ICE cotton futures rallied to their highest levels in more than a month on Tuesday, after a US government report lowered expectations for output in top producer India and continued rains in US growing regions contributed to supply concerns.
Technical buying also accelerated gains after the rally triggered automatic buy-stops above the prior week's high at 62.45 cents a lb. The December contract also eclipsed its 50-day moving average, at 62.75 cents a lb, for the first time since late August.

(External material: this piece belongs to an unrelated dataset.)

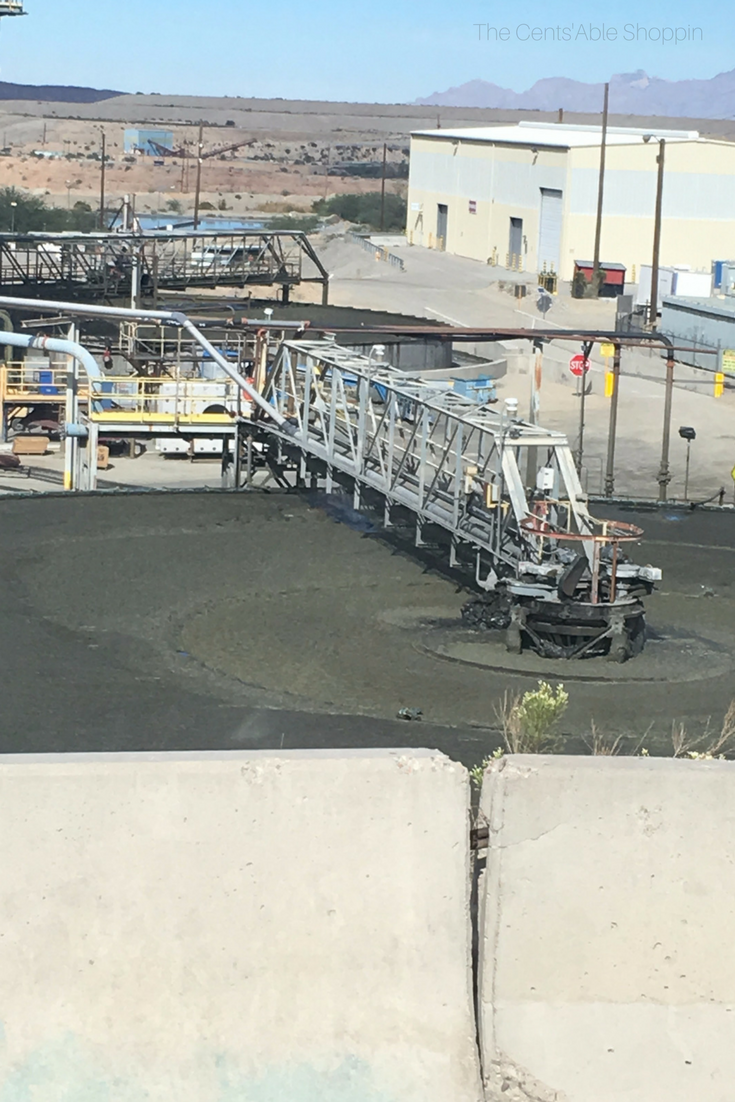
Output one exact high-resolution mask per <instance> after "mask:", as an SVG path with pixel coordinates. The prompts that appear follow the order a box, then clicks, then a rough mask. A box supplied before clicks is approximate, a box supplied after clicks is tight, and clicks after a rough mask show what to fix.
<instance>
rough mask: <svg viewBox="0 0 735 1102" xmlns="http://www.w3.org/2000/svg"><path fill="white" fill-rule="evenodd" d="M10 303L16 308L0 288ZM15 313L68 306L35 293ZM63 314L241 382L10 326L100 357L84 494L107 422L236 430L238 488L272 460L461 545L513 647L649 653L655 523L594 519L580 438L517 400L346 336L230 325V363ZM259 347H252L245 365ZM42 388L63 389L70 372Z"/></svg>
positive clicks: (95, 471) (87, 406) (143, 317)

The US Department of Agriculture's (USDA) attache in India released on Monday after the market close said that the country's 2015-16 output would be 28.5 million 480-lb bales, below the USDA's official projection of 29 million bales, as low rainfall during the monsoon season would stunt crops and harm yields.
"The Indian crop has to be smaller than a year ago - there's less acreage and the monsoon wasn't as good," said Rogers Varner, president of Varner Brokerage in Cleveland, Mississippi. The USDA's unexpected reduction in its forecast for the US crop in last Friday's supply and demand report continued to support the market, with more rains in the Carolinas in recent days adding to traders' concerns about supply, traders said.
Spillover from gains in other commodities markets, particularly soybeans, amid a weakening US dollar also helped boost prices. "It's a green day for the ags," said Louis Rose, an independent cotton trader and analyst with Risk Analytics in Memphis, Tennessee. Cotton contracts for December rose to settle up 2.17 cents, a 3.5-percent gain, to 63.86 cents per pound. It traded within a range of 61.53 and 64.16 cents a pound.
Certificated cotton stocks deliverable as of October 12 totalled 43,224 480-lb bales, unchanged from the previous session. The New York average basis price for cotton for December fell by 0.15 cent, or 0.25 percent, to 59.94 cents a pound.